Whole-cell currents induced by ADP ribose and H₂O₂ in INS-1E cells. The whole-cell configuration was attained at the point indicated with ‘w.c.’. Recordings were performed at RT and the holding potential was –60 mV. Bars indicate times where the standard bath solution was changed to a solution containing either NMDG⁺ or the TRPM2 channel inhibitor ACA. (A) Whole-cell current recorded in the presence of intracellular ADP ribose. The pipette solution contained 0.6 mM ADP ribose and 1 μM Ca²⁺. (B) Whole cell currents recorded without ADP ribose and after application of 1–2 μl 30% H₂O₂ directly into the recording chamber.

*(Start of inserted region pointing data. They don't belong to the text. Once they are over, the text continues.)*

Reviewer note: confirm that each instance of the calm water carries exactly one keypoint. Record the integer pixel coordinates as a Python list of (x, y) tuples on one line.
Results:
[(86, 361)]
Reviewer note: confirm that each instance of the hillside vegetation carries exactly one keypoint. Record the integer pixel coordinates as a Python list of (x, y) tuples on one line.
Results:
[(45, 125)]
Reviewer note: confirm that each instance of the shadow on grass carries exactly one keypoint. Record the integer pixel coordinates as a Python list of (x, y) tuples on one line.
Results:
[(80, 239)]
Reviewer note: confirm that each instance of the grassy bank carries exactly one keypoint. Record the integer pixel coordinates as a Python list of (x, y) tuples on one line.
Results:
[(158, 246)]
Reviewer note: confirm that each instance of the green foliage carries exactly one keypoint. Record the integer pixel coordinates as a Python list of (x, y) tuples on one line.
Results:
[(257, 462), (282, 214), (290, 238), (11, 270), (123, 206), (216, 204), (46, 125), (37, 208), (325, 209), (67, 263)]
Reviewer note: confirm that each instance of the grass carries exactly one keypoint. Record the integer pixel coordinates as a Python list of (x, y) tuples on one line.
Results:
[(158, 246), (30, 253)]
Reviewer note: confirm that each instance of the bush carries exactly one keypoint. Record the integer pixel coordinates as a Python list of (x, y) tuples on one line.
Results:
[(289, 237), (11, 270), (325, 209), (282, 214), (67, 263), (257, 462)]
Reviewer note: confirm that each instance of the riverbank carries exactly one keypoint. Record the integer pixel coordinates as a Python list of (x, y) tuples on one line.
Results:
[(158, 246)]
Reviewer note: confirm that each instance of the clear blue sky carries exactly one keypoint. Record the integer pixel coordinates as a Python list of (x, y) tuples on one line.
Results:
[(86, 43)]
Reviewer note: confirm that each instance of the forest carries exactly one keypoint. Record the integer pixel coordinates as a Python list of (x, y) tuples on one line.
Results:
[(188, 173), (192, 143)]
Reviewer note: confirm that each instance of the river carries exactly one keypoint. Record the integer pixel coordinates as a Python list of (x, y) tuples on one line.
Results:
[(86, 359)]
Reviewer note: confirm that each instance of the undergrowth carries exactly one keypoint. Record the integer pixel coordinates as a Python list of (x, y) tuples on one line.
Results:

The estimated final concentration of H₂O₂ in the chamber was ∼10 mM. The pipette solution contained 1 μM free Ca²⁺. (C) Current–voltage relationship of H₂O₂-induced currents as derived from (B), recorded during voltage ramps from –90 to +60 mV of 400 ms duration.

Figure 5

Western blot analysis of TRPM2 proteins in human islets. A total of 90 μg of membrane proteins from human islets were separated in two lanes (A, A1) by 10% SDS-PAGE electrophoresis. In A, the blots were probed with an anti-TRPM2-N antibody (1:300). In A1, the blots were probed with an anti-TRPM2-C antibody (1:300). Standard proteins are shown on the right side. The experiments have been repeated at least three times with similar results.